By: Nick Brock and Shane Berger United States History Samuel Gompers Industrial Revolution Project
Samuel Gompers was born into a lower class Jewish family on January 27 th , 1850.
He was born in London, England.
His parents, Sarah Rood and Solomon Gompers, both were immigrants to England from Holland.
Due to Gompers’ family’s extreme poverty, Samuel went to a free Jewish school from the time he was 6 years old until he was 10 years old.
When Gompers first began work, he was an assistant to a shoemaker.
Gompers family on the Move
In 1863, the Gompers’ family saw the opportunity of living in the United States and they moved from London, to New York City.
The family lived in the Lower East side of Manhattan. This area was booming with European immigrants.
Samuel’s first job in America was as a Cigar maker.
He considered that making cigars was an education.
Joined the Cigar- Makers’ Union in 1864.
Joining the union increased Gompers’ educational background. This was due to the fact that the union required discussions which included the economy, providing a good source of schooling.
The Cigar- Makers’ Union was his first breath as being a labor leader.

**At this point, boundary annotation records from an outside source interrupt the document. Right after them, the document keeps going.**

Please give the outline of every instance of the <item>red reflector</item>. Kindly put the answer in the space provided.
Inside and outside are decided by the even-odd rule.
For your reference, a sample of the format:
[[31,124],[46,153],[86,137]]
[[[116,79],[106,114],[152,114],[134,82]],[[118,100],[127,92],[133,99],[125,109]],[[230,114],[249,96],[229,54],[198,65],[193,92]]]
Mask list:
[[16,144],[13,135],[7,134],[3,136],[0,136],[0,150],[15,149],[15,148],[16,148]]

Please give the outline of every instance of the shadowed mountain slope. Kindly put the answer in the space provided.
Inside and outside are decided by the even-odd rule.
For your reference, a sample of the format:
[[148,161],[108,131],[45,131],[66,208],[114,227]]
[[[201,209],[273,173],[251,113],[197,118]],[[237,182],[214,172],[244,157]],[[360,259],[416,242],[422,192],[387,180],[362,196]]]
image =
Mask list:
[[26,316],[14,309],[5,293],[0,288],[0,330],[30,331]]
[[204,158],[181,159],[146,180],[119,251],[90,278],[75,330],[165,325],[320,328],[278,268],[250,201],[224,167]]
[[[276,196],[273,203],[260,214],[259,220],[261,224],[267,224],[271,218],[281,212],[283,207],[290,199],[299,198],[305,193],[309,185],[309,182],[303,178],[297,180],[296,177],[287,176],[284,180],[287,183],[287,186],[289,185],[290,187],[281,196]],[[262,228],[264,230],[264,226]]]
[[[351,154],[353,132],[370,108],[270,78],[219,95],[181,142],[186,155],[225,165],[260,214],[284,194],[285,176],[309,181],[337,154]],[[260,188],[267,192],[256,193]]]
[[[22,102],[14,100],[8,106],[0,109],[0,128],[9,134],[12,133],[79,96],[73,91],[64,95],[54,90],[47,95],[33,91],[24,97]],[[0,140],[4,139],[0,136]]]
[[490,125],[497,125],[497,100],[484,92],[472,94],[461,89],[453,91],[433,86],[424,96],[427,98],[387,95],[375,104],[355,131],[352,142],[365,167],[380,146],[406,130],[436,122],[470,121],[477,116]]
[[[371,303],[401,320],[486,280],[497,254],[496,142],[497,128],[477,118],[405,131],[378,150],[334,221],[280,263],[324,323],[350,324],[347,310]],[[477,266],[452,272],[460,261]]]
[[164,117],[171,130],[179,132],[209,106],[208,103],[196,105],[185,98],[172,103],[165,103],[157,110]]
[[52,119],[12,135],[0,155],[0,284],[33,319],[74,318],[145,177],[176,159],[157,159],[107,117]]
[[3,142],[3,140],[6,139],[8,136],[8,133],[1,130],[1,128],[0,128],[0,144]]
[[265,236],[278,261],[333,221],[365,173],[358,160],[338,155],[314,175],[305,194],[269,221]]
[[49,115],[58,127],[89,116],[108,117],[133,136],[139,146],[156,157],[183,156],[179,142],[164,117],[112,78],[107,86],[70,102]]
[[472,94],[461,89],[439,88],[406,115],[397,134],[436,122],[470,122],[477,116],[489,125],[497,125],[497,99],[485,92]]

American Federation of Labor (AFL)
The AFL was a union for workers which helped them toward getting higher wages. It also looked upon improving the every day life of it’s members.
The AFL consisted of 50,000 people at the beginning and around 3 million people by his death.
The AFL used different strategies for backing their views. Some examples include strikes, boycotts, and negotiations.
These were ways of requesting better work conditions, higher salaries and better job security. They also requested work benefits for the many employed persons of the United States.
AFL’s affect on America
The AFL’s efforts had an overall positive affect on the United States. These efforts introduced minimum wages, extra pay for those working overtime, safety in the work place, and job security regulations.
The End of Gompers Life
Gompers’ had been suffering from diabetes, heart failure and kidney failure for nearly a year.
Gompers’ collapsed in a meeting in Mexico City, he was not expected to live long after the collapse. He wanted to die on American soil, and he was taken on a special train that took him to San Antonio, Texas. He was suffering from an abnormal heart beating. He stayed awake through the night and once in a while, talked about how he wanted his funeral arrangements. Surrounded by 15 AFL vice presidents, and more staff and union presidents, and after a few more complications, Gompers’ died.